’Skins in the game have Reid enraged
September 7, 2014 - 11:13 am

The Washington Redskins logo is seen on the field before an NFL football preseason game against the New England Patriots in Landover, Md., Thursday, Aug. 7, 2014. (AP Photo/Alex Brandon)

Senate Majority Leader Harry Reid, D-Nev., speaks to members of the U.S. Congressional Oversight Panel, which was recently put together to monitor the $700 billion federal bailout of the banking industry, during the panel's first field hearing at the campus of the University of Nevada, Las Vegas on Tuesday, Dec. 16, 2008. (John Gurzinski/Las Vegas Review-Journal)
The start of the 2014 NFL season finds Senate Majority Leader Harry Reid once again lacing up his cleats and attempting to sack Washington Redskins owner Daniel Snyder over the team’s offensive nickname.
At least, I think it’s offensive. The race-based caricature is as out of date as blackface and conjures a time when the color of a person’s skin immediately set his place in the pecking order of civilized society.

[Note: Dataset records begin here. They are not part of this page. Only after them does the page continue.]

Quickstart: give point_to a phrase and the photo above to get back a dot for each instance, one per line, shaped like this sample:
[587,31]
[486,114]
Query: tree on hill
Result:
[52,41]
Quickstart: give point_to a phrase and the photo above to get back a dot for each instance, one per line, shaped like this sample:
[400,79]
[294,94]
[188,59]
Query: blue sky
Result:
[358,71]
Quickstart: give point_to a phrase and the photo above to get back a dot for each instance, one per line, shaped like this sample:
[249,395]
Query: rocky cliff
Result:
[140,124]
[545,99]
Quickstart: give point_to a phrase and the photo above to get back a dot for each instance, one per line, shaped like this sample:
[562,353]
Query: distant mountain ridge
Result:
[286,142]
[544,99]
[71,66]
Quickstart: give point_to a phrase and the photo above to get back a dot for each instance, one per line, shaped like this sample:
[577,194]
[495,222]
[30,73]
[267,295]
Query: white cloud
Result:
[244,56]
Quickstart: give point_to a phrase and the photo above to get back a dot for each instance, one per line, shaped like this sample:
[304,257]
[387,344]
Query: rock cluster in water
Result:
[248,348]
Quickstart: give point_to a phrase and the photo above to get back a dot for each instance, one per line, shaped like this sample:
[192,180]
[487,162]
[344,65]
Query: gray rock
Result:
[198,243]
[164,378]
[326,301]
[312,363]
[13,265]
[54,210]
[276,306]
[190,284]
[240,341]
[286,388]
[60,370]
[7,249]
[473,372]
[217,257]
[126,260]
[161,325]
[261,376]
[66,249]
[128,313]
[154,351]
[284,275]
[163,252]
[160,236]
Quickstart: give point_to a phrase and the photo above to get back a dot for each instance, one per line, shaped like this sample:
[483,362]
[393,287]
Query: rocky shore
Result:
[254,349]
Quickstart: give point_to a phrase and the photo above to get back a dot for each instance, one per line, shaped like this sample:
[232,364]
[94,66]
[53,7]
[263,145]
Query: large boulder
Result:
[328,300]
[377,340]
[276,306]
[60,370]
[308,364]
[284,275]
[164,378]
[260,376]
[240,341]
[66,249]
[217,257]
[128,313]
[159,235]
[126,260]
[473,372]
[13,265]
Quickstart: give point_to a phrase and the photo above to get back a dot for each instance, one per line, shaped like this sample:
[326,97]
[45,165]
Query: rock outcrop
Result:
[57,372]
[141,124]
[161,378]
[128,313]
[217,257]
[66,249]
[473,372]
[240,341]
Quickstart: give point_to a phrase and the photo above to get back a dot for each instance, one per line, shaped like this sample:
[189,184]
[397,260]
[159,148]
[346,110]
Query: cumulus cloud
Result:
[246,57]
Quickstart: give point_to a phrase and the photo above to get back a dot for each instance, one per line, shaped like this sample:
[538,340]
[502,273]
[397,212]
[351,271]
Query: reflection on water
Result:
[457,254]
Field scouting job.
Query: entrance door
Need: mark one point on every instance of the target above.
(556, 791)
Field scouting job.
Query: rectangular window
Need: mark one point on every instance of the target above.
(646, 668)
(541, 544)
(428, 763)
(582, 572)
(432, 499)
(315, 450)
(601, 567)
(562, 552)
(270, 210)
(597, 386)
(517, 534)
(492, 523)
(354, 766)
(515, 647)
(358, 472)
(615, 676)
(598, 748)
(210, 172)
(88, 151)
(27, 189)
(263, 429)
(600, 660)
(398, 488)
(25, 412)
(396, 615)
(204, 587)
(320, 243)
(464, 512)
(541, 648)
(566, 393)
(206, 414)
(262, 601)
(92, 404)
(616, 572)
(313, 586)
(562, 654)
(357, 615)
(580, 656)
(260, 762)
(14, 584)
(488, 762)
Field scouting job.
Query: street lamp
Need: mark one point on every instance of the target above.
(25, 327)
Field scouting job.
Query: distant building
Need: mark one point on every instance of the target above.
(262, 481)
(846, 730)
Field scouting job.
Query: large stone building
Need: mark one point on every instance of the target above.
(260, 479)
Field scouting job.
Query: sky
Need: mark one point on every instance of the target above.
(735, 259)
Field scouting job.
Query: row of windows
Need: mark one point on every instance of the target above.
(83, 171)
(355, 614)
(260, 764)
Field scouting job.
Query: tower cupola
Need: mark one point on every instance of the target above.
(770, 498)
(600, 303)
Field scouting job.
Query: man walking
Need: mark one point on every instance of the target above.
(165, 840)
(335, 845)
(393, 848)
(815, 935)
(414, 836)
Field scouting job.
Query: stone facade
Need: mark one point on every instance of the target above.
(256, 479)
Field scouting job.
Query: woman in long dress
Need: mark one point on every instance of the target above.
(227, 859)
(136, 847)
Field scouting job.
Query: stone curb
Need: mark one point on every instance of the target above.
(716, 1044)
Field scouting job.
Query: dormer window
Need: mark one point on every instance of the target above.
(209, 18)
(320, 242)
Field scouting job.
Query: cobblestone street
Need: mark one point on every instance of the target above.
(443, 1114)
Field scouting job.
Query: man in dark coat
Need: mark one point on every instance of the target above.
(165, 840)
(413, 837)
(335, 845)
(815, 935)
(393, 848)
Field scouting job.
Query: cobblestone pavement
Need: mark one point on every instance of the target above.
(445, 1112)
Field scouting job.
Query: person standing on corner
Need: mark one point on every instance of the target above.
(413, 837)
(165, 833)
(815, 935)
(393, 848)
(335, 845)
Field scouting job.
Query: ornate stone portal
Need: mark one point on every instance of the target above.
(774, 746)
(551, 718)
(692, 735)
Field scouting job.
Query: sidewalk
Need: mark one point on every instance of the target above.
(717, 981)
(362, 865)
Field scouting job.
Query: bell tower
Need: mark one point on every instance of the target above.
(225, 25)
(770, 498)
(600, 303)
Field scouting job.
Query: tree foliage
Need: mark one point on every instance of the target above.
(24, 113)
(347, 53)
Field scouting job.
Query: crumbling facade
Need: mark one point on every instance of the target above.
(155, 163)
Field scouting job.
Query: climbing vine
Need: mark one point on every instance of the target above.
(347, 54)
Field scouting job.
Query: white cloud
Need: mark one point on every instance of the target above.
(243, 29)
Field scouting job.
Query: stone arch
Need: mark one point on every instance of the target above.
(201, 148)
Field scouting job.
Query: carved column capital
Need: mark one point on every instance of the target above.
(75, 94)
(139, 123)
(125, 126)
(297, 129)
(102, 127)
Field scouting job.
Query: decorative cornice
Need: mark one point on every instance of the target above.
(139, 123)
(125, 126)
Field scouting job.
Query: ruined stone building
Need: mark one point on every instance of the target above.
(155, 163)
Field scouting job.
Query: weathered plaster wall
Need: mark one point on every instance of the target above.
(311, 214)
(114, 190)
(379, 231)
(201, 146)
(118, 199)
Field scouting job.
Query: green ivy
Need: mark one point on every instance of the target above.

If uttering the term “Negro” conjures a time of racism and discrimination, it’s reasonable to argue “Redskins” recalls an era when Native Americans were marginalized as subhuman savages.
From the look of things in Washington, however, opinions about the NFL club’s moniker appear to fall along party lines around Capitol Hill. The Washington Post reports 48 Senate Democrats agree that the name should be changed while just one Republican — Arizona’s John McCain, a longtime advocate of Indian Country — concurs.
Reid says his argument is gaining steam outside the Beltway, but I’m not sure about that. While high-profile sports announcers Phil Simms and Tony Dungy have said they will no longer use the nickname during broadcasts, others aren’t changing a thing. And ESPN and CBS officials have said they won’t discontinue using the term.
Snyder so far is stiff-arming Reid like a 98-pound Pop Warner tackle. The owner not only remains unbowed, but he appears to be redoubling his effort to make the argument that Redskins isn’t a derogatory term at all, but a nickname respected by Native Americans. In early August his push to position his team as somehow allied with Indian Country manifested itself in the promotion of the Redskins’ Original Americans Foundation, which supports programs on reservations across the country. Snyder has taken to friendly sports radio airwaves to battle the bad publicity Reid’s generating and speak about the plight of Native Americans.
Reid is a political lightning rod, but those who imagine he’s simply hypocrite Harry shooting from the lip on this issue haven’t been following his career. Not only has he joined McCain as an advocate for Native American rights, but the Redskins dustup isn’t the first controversial cause he’s taken up. And his opinions haven’t fallen along strict party lines.
There was his call in 1998 to have J. Edgar Hoover’s name removed from FBI headquarters.
“I think J. Edgar Hoover is one of the worst public servants in the history of the country,” Reid says with regret only because his amendment failed. “I lost that, but I got 36 votes. And I just think I hope someday that will happen. Because he did so many bad things.”
The name on the building hasn’t budged.
Closer to home, Reid has also vilified the namesake of McCarran International Airport, the legendary anti-Communist and powerhouse Democrat from Nevada, Sen. Pat McCarran. A bruising politician with a penchant for political pork and a genuine mean streak, McCarran was anti-Semitic and anti-civil rights.
“He was terribly racially insensitive and that’s an understatement,” Reid says. “Everyone I’ve talked to has said how mean-spirited and devious he was.”
Reid’s public statements several years ago generated headlines, but drew no action from the Clark County Commission.
Others would argue that a guy who once spoke of a certain future president’s likability because he didn’t speak with a “Negro dialect” shouldn’t be the arbiter of what’s tasteful or appropriate. There’s no question Reid has stuck his cleats in his mouth plenty during a lengthy Senate career that would make George Blanda blush.
Is the Redskins issue different?
Yes. But, in the end, it doesn’t really matter what Harry Reid thinks.
As you take to the couch this fall, TV remote in one hand and cool drink in the other, and embark on another NFL season, take a moment before kickoff and ask a simple question:
What other American minority group in 2014 could a professional sports team slur with impunity?